Linda Brown Buck NOBEL Prize
Linda Brown Buck (born January 29, 1947) is an American biologist best known for her work on the olfactory system.[1] She was awarded the 2004 Nobel Prize in Physiology or Medicine, along with Richard Axel, for their work on olfactory receptors.[5][6][7][8] She is currently on the faculty of the Fred Hutchinson Cancer Research Center in Seattle.

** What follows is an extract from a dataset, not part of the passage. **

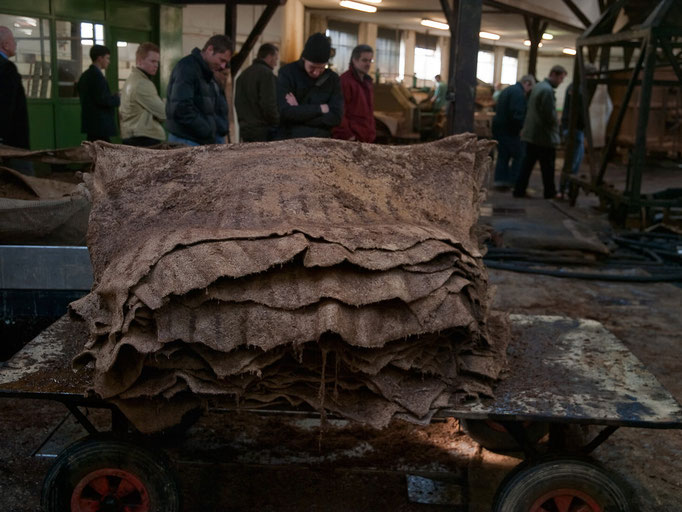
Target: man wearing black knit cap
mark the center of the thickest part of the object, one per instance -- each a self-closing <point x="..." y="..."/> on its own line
<point x="309" y="93"/>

In her landmark paper published in 1991 with Richard Axel, Linda Buck discovered hundreds of genes code for the odorant sensors located in the olfactory neurons of our noses.[13] Each receptor is a protein that changes when an odor attaches to the receptor, causing an electrical signal to be sent to the brain.[11] Differences between odorant sensors mean that certain odors cause a signal to be released from a certain receptor.[11] We are then able to interpret varying signals from our receptors as specific scents.[11] To do this, Buck and Axel cloned olfactory receptors, showing that they belong to the family of G protein-coupled receptors. By analyzing rat DNA, they estimated that there were approximately one thousand different genes for olfactory receptors in the mammalian genome. This research opened the door to the genetic and molecular analysis of the mechanisms of olfaction. In their later work, Buck and Axel have shown that each olfactory receptor neuron remarkably only expresses one kind of olfactory receptor protein and that the input from all neurons expressing the same receptor is collected by a single dedicated glomerulus of the olfactory bulb.